What AI Can Really Do (And What It Can't)
Here's my assessment after hundreds of hours of work with my own and external AI tools:
AI can:
- Transcribe, summarize, tag – faster and cheaper than humans
- Find patterns in large data sets that humans miss, even needles in haystacks
- Deliver good first drafts for discussion guides, screeners, reports
- Serve as a sparring partner for hypotheses
AI cannot:
- Decide which questions should even be asked
- Recognize when someone is lying, evading, concealing something important
- Navigate the political landscape of an organization
- Convince a stakeholder to change their mind
- Know when a study would be a waste of time
The first list is what eats time. The second is what counts.
Why I'm Building an AI Tool Anyway
QUALLEE doesn't automate researchers away. It makes research possible that didn't happen before.
The reality: Most product decisions are made without user research. Not because teams don't want it, but because a dozen in-depth interviews cost tens of thousands of dollars and take eight weeks. So they decide based on gut feeling or a focus group with five participants.

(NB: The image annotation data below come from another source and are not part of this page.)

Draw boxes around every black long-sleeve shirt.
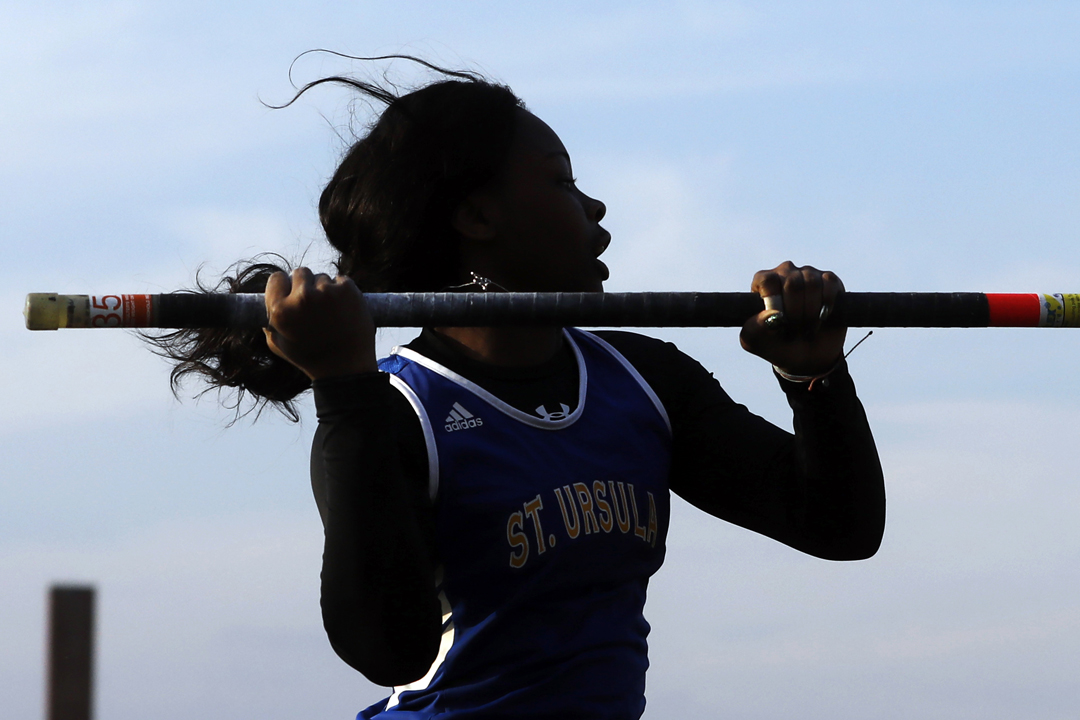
[311,330,885,684]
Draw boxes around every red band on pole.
[986,293,1042,327]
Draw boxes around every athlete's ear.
[451,190,501,242]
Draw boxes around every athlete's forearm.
[670,368,885,559]
[312,373,441,685]
[781,367,886,560]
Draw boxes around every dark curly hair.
[144,55,525,421]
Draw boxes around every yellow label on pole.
[1039,294,1065,327]
[1058,293,1080,327]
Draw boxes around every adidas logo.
[444,403,484,433]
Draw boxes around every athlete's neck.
[435,327,563,367]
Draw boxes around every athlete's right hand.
[264,268,378,380]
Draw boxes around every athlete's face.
[465,110,611,293]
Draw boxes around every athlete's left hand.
[739,261,848,376]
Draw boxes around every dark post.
[46,585,94,720]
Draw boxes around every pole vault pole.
[25,293,1080,330]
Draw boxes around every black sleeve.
[311,372,442,685]
[602,332,885,560]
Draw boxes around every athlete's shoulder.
[593,330,704,376]
[594,330,733,427]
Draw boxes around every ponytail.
[143,255,311,422]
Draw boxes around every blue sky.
[0,0,1080,720]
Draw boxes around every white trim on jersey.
[390,375,438,502]
[387,604,454,710]
[390,330,591,430]
[579,330,672,440]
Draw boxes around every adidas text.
[443,403,484,433]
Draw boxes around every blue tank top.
[357,330,671,720]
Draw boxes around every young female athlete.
[162,60,885,719]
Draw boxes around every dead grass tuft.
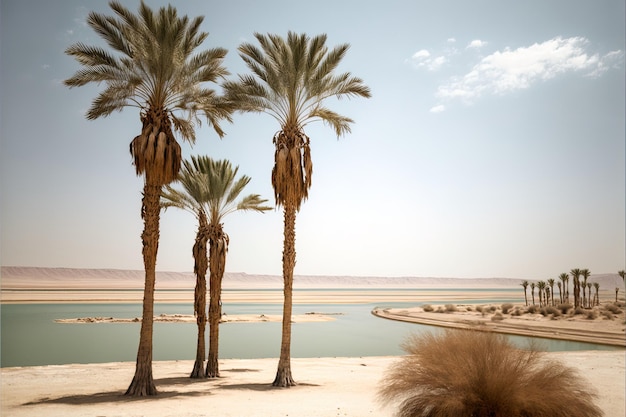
[379,329,602,417]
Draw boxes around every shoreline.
[372,305,626,348]
[0,351,626,417]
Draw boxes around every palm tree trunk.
[189,219,208,378]
[272,204,296,387]
[126,180,161,396]
[206,234,226,378]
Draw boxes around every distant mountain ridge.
[0,266,624,290]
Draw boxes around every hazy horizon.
[0,0,626,280]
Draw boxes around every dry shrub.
[602,310,613,320]
[378,329,602,417]
[500,303,513,314]
[604,303,622,314]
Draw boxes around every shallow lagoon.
[0,290,619,367]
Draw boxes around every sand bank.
[55,312,341,324]
[0,351,625,417]
[372,305,626,347]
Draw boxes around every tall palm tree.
[547,278,554,305]
[537,281,546,307]
[65,1,231,396]
[224,32,370,387]
[520,280,528,305]
[559,272,569,303]
[593,282,600,306]
[580,268,591,307]
[161,156,272,378]
[569,268,581,308]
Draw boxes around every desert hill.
[0,266,624,290]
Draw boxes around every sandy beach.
[0,269,626,417]
[1,351,626,417]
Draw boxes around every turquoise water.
[0,300,618,367]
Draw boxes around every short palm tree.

QUALLEE changes that. Not by replacing human researchers, but by bringing research where there was none before – into the 90 percent of decisions that are made blind today.
The New Researcher
If I were hiring someone today, three things would matter to me:
Strategic framing. Not: "How do I conduct a good study?" But: "Do we even need a study? What's the right question? What do we do with the answer?"
Business fluency. The ability to explain in a meeting with the CFO why this research saves or generates money. In their language, not ours.
AI judgment. The ability to recognize when AI output is garbage. When it's gold. And when it's dangerously close to the truth but pointing in the wrong direction.
Empathy? Yes, of course. But empathy without these three skills is a hobby, not a profession.
The Fear Is Real – And Useful
46 percent of researchers in the State of User Research 2025 Report find AI "scary." 43 percent know someone who lost their job because of AI. Phew.
I take this fear seriously. It's a signal. Fear says: something fundamental is changing here. Fear says: your previous strategy is no longer enough. Fear says: move.
But the problem isn't the fear – it's what people do with the fear. Some freeze, some deny. Some run in the wrong direction.
The right response to fear is: understand what's changing. Then act.
What You Should Do Now
I don't believe in advice by career stage. The situation is individual. But here are three questions every researcher should ask themselves:
1. How much of your work is routine?
Transcription, tagging, scheduling, screener distribution – that's being automated. Not maybe. Definitely. If that's 60 percent of your time, you have a problem. Not because you're bad, but because your role is defined that way.
2. Can you explain why your last study was worth the money?
Not in research terms. In dollars. In avoided bad decisions. In time-to-market. If you can't do that, you're replaceable – not by AI, but by anyone who can.
3. When did you last prevent a study?
The most valuable skill of a researcher is knowing when research is a waste of time. If you always say yes, you're a service provider. If you sometimes say no and can explain why, you're a strategist.
My Bet
I'm betting that research becomes more valuable – but researchers become rarer. The demand for user understanding isn't disappearing; it's growing. Every company wants to know what its customers want. AI makes this knowledge more accessible, not obsolete.
That's no comfort for everyone. Some will profit, some will struggle, some will leave the industry. I don't know how to make that fair. I only know that looking away doesn't help – neither for those who stay nor for those who go.